Pembunuhan karakter terhadap orang baik dan berpotensi memang sangat kejam, belum lagi neraca keadilan yang tidak adil di meja hijau. Ambisi telah menghalalkan segala cara untuk menjadi pemimpin. Sentimen ras dan agama atau isu lain diembuskan melalui sekelompok yang bisa dibayar untuk itu. Buruh dijanjikan upah tinggi tanpa ada program produktivitas, rakyat dijanjikan bantuan sosial, dan berbagai janji lainnya. Sekali lagi, karakter bangsa terkikis ambisi dan syahwat kekuasaan.
Jadi, apakah kita juga salah dengan banjir Jakarta? Mungkin ya, bila kita hanya ingin mementingkan diri sendiri. Bersuaralah melalui media dengan santun, melalui organisasi, melalui anggota dewan yang kita pilih bahkan kita kenal, melalui partai yang kita terlibat. Kalau hanya voting dan broadcast viralkan berita, percuma. Berpikirlah cerdas, cobalah untuk melangkah ke gugatan ‘class action’, publik memang punya hak. Para pemimpin kita dan para koruptor sudah keras kepala serta tidak punya rasa malu, tidak bakal mereka dengan ikhlas mengundurkan diri. Hal sangat langka di republik ini dan bila terjadi, anggaplah itu mukjizat dalam keniscayaan.
Mungkin kita pernah menonton film A Few Good Men , artikan saja bahwa memang orang baik dan berkarakter makin sedikit, seakan kita berselancar melawan arus besar yang bisa menenggelamkan. Kitalah yang harusnya bersama-sama membawa bangsa ini menuju kejayaan dan kemakmuran, bukan hanya presidennya. Beliau hanya lima tahun dan bersyukur bila penerusnya memiliki visi sama untuk melanjutkan atau lebih baik lagi sehingga ketertinggalan di kancah global akan terkejar menjadi bangsa mandiri.
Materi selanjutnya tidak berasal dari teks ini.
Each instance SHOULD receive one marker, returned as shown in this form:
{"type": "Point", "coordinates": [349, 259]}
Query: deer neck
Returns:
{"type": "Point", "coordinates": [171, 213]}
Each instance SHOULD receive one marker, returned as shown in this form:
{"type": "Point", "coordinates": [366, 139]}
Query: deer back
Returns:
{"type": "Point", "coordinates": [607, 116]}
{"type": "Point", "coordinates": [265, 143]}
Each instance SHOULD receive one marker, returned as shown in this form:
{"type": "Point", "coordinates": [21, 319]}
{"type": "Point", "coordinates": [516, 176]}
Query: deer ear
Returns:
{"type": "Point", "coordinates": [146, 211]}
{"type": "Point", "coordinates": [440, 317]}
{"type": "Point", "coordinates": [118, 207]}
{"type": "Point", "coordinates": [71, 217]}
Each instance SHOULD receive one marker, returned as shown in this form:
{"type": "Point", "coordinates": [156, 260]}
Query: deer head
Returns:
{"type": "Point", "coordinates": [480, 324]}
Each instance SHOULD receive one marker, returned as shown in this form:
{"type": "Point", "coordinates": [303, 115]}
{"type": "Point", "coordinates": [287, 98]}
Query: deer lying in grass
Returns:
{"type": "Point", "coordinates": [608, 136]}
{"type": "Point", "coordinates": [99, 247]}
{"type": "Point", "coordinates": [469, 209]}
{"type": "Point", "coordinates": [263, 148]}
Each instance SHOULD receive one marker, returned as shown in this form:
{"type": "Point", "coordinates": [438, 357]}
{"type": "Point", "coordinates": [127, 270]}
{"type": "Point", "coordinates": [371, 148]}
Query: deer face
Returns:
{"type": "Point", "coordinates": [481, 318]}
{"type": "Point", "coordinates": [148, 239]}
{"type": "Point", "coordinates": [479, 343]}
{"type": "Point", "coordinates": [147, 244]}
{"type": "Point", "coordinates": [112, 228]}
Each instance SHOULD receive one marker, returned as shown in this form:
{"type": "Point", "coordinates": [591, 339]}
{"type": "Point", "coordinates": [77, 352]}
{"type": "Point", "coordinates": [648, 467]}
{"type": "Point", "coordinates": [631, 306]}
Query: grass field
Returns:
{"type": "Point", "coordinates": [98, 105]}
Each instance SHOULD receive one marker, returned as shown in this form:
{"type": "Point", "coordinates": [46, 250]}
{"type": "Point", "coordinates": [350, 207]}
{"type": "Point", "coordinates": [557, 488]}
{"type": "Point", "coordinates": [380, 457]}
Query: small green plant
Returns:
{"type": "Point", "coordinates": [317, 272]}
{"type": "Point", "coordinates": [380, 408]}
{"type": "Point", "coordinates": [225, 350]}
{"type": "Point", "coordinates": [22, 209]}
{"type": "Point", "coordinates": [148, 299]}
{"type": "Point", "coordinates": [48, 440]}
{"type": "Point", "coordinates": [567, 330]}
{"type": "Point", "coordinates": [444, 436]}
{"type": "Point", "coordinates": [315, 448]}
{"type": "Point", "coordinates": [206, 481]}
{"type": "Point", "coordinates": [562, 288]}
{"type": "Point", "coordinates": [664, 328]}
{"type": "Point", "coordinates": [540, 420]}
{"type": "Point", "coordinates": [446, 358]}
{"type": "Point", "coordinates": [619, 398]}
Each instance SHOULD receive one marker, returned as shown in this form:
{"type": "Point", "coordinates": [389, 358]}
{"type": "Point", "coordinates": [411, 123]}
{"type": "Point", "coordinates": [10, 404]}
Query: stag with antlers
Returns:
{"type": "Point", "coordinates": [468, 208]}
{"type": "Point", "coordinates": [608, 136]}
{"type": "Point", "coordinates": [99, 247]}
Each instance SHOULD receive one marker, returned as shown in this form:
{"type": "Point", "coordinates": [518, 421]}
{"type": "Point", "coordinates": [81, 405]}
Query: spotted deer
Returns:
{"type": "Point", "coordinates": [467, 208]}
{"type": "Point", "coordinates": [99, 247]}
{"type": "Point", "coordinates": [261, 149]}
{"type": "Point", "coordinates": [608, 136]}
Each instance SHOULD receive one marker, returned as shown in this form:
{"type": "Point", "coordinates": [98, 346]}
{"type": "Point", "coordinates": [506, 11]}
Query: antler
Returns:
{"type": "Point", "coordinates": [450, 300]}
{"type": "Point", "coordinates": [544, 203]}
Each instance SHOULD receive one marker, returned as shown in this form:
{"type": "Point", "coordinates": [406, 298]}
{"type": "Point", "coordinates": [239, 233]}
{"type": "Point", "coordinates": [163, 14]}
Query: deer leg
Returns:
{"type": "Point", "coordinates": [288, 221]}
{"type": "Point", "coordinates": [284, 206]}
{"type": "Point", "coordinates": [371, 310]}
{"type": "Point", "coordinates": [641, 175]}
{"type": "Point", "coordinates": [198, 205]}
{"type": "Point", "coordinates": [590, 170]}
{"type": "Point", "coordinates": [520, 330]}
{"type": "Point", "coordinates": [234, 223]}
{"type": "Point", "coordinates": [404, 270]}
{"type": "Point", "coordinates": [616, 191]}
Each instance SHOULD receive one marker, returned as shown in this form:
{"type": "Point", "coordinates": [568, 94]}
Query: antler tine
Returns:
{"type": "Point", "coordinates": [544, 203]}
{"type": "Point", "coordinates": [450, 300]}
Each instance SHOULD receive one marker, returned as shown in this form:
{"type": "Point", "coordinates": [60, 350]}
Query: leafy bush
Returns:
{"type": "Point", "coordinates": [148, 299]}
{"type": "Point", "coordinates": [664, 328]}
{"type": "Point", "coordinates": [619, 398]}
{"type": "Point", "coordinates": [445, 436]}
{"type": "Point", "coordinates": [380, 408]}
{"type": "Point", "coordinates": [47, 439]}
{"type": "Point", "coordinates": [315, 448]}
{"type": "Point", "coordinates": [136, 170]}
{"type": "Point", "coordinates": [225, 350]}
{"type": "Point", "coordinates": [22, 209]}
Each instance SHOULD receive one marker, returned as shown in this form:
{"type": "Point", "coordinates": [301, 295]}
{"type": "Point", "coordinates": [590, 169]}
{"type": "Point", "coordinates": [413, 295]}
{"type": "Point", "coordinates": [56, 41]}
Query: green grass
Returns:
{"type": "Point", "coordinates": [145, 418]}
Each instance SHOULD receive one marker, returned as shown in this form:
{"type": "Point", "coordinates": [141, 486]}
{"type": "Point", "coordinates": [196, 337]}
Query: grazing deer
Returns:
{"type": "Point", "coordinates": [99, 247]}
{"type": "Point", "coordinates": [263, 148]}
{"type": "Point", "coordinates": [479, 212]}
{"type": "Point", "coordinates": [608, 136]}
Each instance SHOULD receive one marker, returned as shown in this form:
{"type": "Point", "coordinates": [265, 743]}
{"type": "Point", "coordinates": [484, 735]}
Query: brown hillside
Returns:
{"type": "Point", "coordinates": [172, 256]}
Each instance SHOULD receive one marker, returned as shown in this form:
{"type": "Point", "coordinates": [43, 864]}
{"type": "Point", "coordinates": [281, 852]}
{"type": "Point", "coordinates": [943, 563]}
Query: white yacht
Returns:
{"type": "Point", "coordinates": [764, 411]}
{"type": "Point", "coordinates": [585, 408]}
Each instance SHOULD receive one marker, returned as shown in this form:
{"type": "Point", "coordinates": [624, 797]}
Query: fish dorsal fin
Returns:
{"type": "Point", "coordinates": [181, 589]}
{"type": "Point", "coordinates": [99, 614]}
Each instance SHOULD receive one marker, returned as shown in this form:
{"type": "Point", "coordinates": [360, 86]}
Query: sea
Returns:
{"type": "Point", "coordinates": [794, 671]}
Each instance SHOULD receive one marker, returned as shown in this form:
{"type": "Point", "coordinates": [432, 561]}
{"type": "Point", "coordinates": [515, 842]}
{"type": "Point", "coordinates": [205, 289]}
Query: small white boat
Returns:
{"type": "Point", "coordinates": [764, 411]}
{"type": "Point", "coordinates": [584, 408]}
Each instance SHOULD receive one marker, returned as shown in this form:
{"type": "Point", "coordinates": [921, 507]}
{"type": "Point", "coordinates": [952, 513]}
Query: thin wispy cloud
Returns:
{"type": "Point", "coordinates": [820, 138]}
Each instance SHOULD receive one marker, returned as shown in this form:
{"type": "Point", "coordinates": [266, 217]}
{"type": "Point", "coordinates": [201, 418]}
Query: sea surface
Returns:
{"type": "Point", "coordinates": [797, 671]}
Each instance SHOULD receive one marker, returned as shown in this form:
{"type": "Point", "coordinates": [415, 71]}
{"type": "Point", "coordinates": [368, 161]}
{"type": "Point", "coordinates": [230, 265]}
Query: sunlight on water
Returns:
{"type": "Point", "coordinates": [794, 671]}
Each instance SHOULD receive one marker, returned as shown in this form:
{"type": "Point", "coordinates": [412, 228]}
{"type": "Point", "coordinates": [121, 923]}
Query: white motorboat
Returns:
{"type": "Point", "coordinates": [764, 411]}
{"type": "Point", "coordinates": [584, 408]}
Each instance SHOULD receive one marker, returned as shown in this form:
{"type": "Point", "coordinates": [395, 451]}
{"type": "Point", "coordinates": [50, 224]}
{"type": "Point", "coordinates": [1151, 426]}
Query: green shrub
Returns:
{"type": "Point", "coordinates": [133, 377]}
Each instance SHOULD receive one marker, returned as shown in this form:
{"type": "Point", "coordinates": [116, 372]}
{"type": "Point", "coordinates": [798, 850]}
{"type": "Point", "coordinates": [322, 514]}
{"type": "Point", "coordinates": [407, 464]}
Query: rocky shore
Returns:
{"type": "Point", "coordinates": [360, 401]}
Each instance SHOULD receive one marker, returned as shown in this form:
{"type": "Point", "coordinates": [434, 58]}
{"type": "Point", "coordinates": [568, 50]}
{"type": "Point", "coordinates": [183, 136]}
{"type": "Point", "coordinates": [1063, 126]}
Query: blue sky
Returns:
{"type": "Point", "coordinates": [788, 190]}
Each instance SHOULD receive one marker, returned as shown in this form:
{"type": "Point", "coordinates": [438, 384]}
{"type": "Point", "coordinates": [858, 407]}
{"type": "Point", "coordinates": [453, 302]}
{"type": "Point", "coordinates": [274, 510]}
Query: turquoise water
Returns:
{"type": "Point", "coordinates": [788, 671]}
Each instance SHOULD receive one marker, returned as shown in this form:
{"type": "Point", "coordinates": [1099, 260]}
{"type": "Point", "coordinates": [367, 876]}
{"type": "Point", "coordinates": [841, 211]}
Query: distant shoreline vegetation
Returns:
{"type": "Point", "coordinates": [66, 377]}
Mari mulai bersikap dan bertindak nyata, real deal!! Indonesia butuh kita! Selamat Tahun Baru 2020 dengan semangat baru. Kiranya Tuhan YME memberi petunjuk-Nya dan selalu mengingatkan kita untuk menjaga kebenaran melalui keteladanan kita. Salam Jabat Erat untuk Kemajuan Indonesia!